Menurut Maryunani dkk, (2009) adapun tanda dan gejala yang terdapat pada bayi dengan bayi berat lahir rendah (BBLR ) adalah : a. Berat badan < 2500 gram b. Letak kuping menurun c. Pembesaran dari satu atau dua ginjal d. Ukuran kepala kecil e. Masalah dalam pemberian makan (refleks menelan dan menghisap kurang) f. Suhu tidak stabil (kulit tipis dan transparan)

2.1.4 Masalah pada BBLR Menurut Maryunani dkk (2009) masalah yang terjadi pada bayi dengan berat lahir rendah (BBLR) terutama pada prematur terjadi karena ketidakmatangan sistem organ pada bayi tersebut. Masalah pada BBLR yang sering terjadi adalah gangguan pada sistem pernafasan, susunan saraf pusat, kardiovaskular, hematologi, gastro interstinal, ginjal, termoregulasi. 1. Sistem Pernafasan Bayi dengan BBLR umumnya mengalami kesulitan untuk bernafas segera setelah lahir oleh karena jumlah alveoli yang berfungsi masih sedikit, kekurangan surfaktan (zat di dalam paru dan yang diproduksi dalam paru serta melapisi bagian alveoli, sehingga alveoli tidak kolaps pada saat ekspirasi). Luman sistem pernafasan yang kecil, kolaps atau obstruksi jalan nafas, insufisiensi klasifikasi dari tulang thorax, lemah atau tidak adanya gag refleks dan

pembuluh darah paru yang imatur. Hal hal inilah yang menganggu usaha bayi untuk bernafas dan sering mengakibatkan gawat nafas (distress pernafasan).

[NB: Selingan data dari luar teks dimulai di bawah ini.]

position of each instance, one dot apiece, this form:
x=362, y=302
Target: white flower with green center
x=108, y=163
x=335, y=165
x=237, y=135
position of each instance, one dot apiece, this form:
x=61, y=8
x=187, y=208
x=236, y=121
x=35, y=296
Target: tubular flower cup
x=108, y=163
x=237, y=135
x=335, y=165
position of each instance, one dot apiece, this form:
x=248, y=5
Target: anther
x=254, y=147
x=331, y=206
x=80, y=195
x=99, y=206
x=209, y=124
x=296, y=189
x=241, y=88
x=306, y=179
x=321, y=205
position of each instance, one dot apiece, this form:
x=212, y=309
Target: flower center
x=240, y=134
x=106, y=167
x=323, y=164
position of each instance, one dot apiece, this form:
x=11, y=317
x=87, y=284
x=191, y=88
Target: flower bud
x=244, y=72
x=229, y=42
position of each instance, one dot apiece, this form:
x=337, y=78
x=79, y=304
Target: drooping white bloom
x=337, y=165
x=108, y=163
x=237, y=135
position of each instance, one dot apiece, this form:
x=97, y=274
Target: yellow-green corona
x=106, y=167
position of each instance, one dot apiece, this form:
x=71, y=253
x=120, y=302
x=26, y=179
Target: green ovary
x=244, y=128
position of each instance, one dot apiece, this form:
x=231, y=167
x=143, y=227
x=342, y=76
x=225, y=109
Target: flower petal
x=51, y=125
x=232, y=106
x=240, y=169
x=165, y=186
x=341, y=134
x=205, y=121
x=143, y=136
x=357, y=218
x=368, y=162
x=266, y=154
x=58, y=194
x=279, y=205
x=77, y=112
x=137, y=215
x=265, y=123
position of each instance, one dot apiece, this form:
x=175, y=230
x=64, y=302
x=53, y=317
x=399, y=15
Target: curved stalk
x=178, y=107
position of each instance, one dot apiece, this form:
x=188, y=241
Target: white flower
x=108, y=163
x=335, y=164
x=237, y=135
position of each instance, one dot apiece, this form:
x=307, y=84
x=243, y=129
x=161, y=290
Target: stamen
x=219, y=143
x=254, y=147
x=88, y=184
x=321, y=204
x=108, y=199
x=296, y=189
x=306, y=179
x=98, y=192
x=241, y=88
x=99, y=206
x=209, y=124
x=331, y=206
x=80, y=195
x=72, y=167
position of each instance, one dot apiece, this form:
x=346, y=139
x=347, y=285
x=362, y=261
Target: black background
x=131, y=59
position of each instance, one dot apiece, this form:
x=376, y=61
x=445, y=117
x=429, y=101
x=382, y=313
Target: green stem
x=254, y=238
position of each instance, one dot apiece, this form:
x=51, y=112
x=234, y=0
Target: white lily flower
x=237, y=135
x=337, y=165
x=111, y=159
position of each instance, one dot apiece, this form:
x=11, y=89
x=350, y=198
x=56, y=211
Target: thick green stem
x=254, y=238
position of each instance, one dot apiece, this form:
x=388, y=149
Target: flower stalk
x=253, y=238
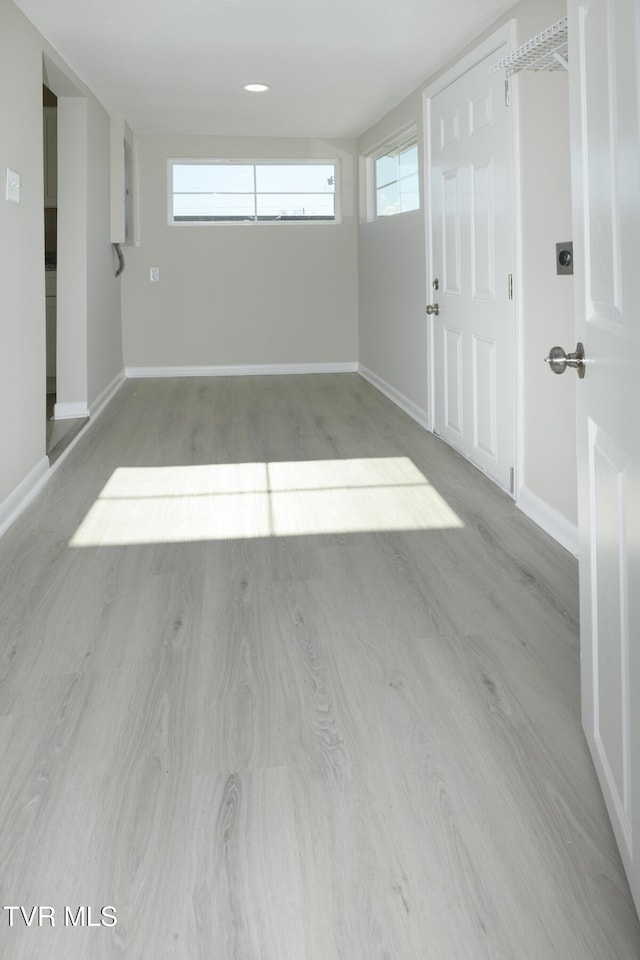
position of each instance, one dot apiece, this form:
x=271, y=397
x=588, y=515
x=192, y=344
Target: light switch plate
x=13, y=186
x=564, y=258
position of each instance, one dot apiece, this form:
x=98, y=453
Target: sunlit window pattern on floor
x=237, y=501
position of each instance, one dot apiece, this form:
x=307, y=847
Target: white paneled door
x=605, y=116
x=473, y=335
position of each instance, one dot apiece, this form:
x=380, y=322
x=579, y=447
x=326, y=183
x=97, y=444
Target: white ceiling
x=334, y=66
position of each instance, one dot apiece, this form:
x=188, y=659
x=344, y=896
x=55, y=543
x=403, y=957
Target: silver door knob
x=559, y=360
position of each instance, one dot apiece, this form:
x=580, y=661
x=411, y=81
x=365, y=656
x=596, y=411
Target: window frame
x=256, y=162
x=397, y=144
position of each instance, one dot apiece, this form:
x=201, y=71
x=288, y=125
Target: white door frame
x=505, y=34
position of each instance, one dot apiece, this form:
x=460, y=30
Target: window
x=244, y=191
x=396, y=180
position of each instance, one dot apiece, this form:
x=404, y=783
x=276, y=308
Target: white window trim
x=273, y=161
x=407, y=136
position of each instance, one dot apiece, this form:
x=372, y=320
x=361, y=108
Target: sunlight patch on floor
x=235, y=501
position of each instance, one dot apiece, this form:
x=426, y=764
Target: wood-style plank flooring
x=332, y=714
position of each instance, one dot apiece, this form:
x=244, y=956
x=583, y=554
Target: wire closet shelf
x=547, y=51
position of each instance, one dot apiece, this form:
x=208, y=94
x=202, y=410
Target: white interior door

2. Sistem Neurologi (Susunan Saraf Pusat) Bayi lahir dengan BBLR umumnya mudah sekali terjadi trauma susunan saraf pusat. Hal ini disebabkan antara lain: perdarahan intracranial karena pembuluh darah yang rapuh, trauma lahir, perubahan proses koagulasi, hipoksia dan hipoglikemia. Sementara itu asfiksia berat yang terjadi pada BBLR juga sangat berpengaruh pada sistem susunan saraf pusat (SSP) yang diakibatkan karena kekurangan oksigen dan kekurangan perfusi. 3. Sistem Kardiovaskuler Bayi dengan BBLR paling sering mengalami gangguan/ kelainan janin, yaitu paten ductus arteriosus, yang merupakan akibat intra uterine ke kehidupan ekstra uterine berupa keterlambatan penutupan ductus arteriosus. 4. Sistem Gastrointestinal Bayi dengan BBLR saluran pencernaannya belum berfungsi seperti bayi yang cukup bulan, hal ini disebabkan antara lain karena tidak adanya koordinasi mengisap dan menelan sampai usia gestasi 3334 minggu sehingga kurangnya cadangan nutrisi seperti kurang dapat menyerap lemak dan mencerna protein 5. Sistem Termoregulasi

Bayi dengan BBLR sering mengalami temperatur yang tidak stabil, yang disebabkan antara lain: a. Kehilangan panas karena perbandingan luas permukaan kulit dengan berat badan lebih besar (permukaan tubuh bayi relatife luas ) b. Kurangnya lemak subkutan (brown fat / lemak cokelat ) c. Jaringan lemak dibawah kulit lebih sedikit. d. Tidak adanya refleks kontrol dari pembuluh darah kapiler kulit. 6. Sistem Hematologi Bayi dengan BBLR lebih cenderung mengalami masalah hematologi bila

dibandingkan dengan bayi yang cukup bulan. Penyebabnya antara lain adalah: a. Usia sel darah merahnya lebih pendek b. Pembuluh darah kapilernya mudah rapuh c. Hemolisis dan berkurangnya darah akibat dari pemeriksaan laboratorium yang sering. 7. Sistem Imunologi Bayi dengan BBLR mempunyai sistem kekebalan tubuh yang terbatas, sering kali memungkinkan bayi tersebut lebih rentan terhadap infeksi. 8. Sistem Perkemihan Bayi dengan BBLR mempunyai masalah pada sistem perkemihannya, di mana ginjal bayi tersebut karena belum matang maka tidak mampu untuk menggelola air,

elektrolit, asam basa, tidak mampu mengeluarkan hasil metabolisme dan obat obatan dengan memadai serta tidak mampu memekatkan urin. 9. Sistem Integument Bayi dengan BBLR mempunyai struktur kulit yang sangat tipis dan transparan sehingga mudah terjadi gangguan integritas kulit.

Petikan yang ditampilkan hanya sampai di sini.